Senin (05/10) malam, Ketua Tim Identifikasi Jenazah korban peristiwa Mina, Jaetul Muchlis, menyempatkan diri untuk berbagi kisah dengan Tim Media Center Haji (MCH) Daker Makkah tentang upayanya dalam menembus keterbatasan akses identifikasi jenazah di Majma’ Ath-Thawary bil-Mu’aishim atau tempat pemulasaraan jenazah di Mu’aishim.
Peristiwa “Jalur 204” sebenarnya bukan berada pada jalur jamaah haji Indonesia ketika akan menuju ke atau pulang dari Jamarat (tempat melempar jumrah).
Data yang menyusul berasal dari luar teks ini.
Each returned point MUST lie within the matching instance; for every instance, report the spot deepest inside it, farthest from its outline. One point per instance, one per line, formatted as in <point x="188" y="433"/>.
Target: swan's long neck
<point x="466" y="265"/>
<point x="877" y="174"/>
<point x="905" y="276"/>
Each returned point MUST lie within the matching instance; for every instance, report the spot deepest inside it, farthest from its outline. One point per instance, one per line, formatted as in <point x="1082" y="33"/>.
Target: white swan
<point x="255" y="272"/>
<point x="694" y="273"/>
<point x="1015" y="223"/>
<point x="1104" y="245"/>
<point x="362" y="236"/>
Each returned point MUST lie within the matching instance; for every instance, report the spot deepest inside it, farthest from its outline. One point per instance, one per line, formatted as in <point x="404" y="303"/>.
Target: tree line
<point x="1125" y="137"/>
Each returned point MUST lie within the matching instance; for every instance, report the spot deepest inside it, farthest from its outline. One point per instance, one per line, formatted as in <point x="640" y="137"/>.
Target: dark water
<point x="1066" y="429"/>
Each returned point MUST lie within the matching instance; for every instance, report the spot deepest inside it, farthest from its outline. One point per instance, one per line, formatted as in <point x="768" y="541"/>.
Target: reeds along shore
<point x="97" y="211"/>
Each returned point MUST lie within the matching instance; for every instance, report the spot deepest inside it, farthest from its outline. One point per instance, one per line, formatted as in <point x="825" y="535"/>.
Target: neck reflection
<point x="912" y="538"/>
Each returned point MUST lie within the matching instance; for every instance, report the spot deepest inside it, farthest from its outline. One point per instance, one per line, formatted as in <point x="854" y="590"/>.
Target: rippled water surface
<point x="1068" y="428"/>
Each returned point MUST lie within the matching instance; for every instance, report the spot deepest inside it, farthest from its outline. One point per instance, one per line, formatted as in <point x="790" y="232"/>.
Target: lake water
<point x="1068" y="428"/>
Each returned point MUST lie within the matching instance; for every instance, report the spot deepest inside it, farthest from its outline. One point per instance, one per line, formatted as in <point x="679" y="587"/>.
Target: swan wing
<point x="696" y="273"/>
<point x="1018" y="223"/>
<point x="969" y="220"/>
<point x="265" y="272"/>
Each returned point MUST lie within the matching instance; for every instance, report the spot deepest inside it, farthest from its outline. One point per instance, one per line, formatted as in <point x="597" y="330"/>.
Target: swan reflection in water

Jamaah haji Indonesia yang tinggal di Harratul Lisan Mina, jalur menuju Jamarrat nya melalui terowongan Mu’aishim. Sedang bagi mereka yang tinggal di tenda Mina Jadid, jalurnya melewati Jalan Malik Fahd.
Namun demikian, langkah-langkah strategis tetap dilakukan untuk mengidentifikasi apakah ada korban jemaah haji Indonesia ataukah tidak. Karenanya, tidak lama setelah kejadian, Menteri Agama Lukman Hakim Saifuddin selaku Amirul Haj segera membentuk 3 tim yang bergerak secara paralel.
Tim pertama bertugas mendata ulang jamaah yang belum kembali ke rombongan. Tim Kedua, mencari jejak korban di rumah sakit Arab Saudi.
“Kami di Tim Linjam ini mempunyai spesifikasi khusus. Kami ditugasi untuk lebih awal mengetahui berapa sebenarnya korban yang dinyatakan wafat dalam peristiwa ini. Makanya, akses kami tentunya mungkin agak unik, ke kamar-kamar jenazah ataupun ke penampungan pemulasaraan jenazah yang ada di Arab Saudi,” jelas Muchlis mendeskripsikan tim ketiga (Tim Identifkasi Jenazah) di mana dirinya bertugas.
Tim Identifikasi jenazah korban Mina ini beranggotakan 4 orang, yaitu: Letkol Jaetul Muchlis (Kemenag/TNI) selaku ketua, dengan anggota: dr. Taufik Tjahjadi (Kemenkes), Naif Bajri Basri Marjan (Temus), dan Fadhil Ahmad (KJRI).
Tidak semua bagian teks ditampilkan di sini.